The Ombudsman also considered whether or not the client should have noticed that the cash withdrawals and payments were subject to charges when he received his annual statement for 2016 (no monthly statements were sent for the savings account). In fact, the statement did not show that charges had been incurred or that a rebate had been granted. The Ombudsman therefore found it completely plausible that a client making several withdrawals a week would assume that these were free given that no deduction of charges appeared on the statement for the period from May to December (and that, given the circumstances, he did not notice the deduction of 50 CHF for charges for the months of March and April 2016). It would be different if the bank had told the client that it had decided, as a gesture of goodwill, not to invoice him for the charges incurred from April 2016 but it did not do so. In addition, while the bank considered the silent waiver a generous gesture, proceeding in this way actually reinforced the client’s idea that the transactions would not incur charges.
The Ombudsman did feel however that the client had been sufficiently well informed about the charges in the letter sent to him in February 2017. The letter did actually state that the provisions would enter into force after a specified period and gave the client time to become aware of them and adapt his behaviour accordingly if necessary. Thus, the existence of a valid contractual basis for the charges deducted for withdrawals made from around mid March 2017 could be assumed.
All in all, the Ombudsman felt that no clear and transparent information about the charges had been sent before the February 2017 letter. He therefore suggested the bank reimburse the charges of 50 CHF deducted for February and March 2017. The bank responded once again however that it had already been very generous and that the client had continued to make withdrawals even once he had been notified about the applicable charges, hence why the bank was refusing any new gesture of goodwill.
Following lengthy negotiations, the bank finally agreed to reimburse the 50 CHF while informing the Ombudsman that it intended to terminate the business relationship with the client upon closure of the mediation proceedings.

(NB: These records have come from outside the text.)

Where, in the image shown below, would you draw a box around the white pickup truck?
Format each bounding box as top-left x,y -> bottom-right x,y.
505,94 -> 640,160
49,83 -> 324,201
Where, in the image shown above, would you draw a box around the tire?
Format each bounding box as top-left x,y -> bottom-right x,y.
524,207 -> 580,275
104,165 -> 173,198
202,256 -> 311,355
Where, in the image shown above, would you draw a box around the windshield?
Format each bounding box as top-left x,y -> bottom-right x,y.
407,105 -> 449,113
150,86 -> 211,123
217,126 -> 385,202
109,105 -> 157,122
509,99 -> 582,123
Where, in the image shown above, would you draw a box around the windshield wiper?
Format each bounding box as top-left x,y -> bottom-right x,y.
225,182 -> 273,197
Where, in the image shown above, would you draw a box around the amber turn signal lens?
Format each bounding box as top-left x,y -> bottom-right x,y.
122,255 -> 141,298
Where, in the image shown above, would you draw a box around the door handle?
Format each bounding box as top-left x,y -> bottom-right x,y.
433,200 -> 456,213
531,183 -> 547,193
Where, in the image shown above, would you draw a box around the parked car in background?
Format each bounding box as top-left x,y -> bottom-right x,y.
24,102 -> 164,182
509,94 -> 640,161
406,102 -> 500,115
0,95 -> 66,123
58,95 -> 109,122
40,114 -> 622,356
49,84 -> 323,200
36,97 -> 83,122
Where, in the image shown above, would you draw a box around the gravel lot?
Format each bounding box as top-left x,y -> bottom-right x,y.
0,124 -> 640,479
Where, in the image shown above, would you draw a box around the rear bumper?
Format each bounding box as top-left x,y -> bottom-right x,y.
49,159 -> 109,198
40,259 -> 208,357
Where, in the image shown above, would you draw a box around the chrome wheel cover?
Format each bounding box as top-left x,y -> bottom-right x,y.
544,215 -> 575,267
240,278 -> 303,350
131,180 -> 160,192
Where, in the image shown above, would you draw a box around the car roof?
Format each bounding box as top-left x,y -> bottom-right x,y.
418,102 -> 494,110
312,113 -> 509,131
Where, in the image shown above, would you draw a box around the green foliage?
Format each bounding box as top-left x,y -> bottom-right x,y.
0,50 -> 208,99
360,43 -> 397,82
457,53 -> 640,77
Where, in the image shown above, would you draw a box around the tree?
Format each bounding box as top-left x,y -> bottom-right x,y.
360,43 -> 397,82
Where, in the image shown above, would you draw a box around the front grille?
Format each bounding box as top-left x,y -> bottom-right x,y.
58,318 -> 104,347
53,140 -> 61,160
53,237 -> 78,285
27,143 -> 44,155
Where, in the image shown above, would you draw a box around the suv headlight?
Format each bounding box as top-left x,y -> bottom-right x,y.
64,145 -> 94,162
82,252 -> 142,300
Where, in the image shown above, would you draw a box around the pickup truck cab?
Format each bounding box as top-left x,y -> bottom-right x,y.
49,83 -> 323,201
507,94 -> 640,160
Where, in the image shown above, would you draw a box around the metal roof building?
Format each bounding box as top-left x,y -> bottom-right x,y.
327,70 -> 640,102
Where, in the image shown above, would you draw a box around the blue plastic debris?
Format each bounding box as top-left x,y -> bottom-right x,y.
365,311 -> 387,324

The bank felt that the client had acted recklessly and that the relationship of trust with him had been broken.
The Ombudsman tried, in vain, to dissuade the bank from terminating the business relationship. He was aware however that the decision to terminate the business relationship resulted from the bank’s business policy over which he had no control. In his opinion however, the client’s conduct did not contravene the principle of good faith. In fact, it seemed indisputable to him that the client had claimed in good faith that the charges had not been agreed upon, and even more so given that the Ombudsman himself was not convinced about the existence of an agreement on charges between the parties. It is also clear that the Ombudsman would not get involved on behalf of a client acting contrary to the principle of good faith. Quite the opposite, the Ombudsman feels that banks should be expected to notify their clients about any fees collected transparently. Finally, he did not understand why the bank had never contacted the client, particularly to tell him about the rebate of fees granted in 2016.
The Ombudsman also reminded the bank that mediation proceedings are open to any client of the bank. Hence, the client should not be penalised for having taken advantage of this possibility and for the fact that the Ombudsman intervened with the bank on his behalf. Such sanctioning of the client following closure of the mediation proceedings would harm the institution of the Ombudsman and the reputation of Swiss banks. The bank was not open to this important argument raised by the Ombudsman and persisted in its decision to terminate the business relationship.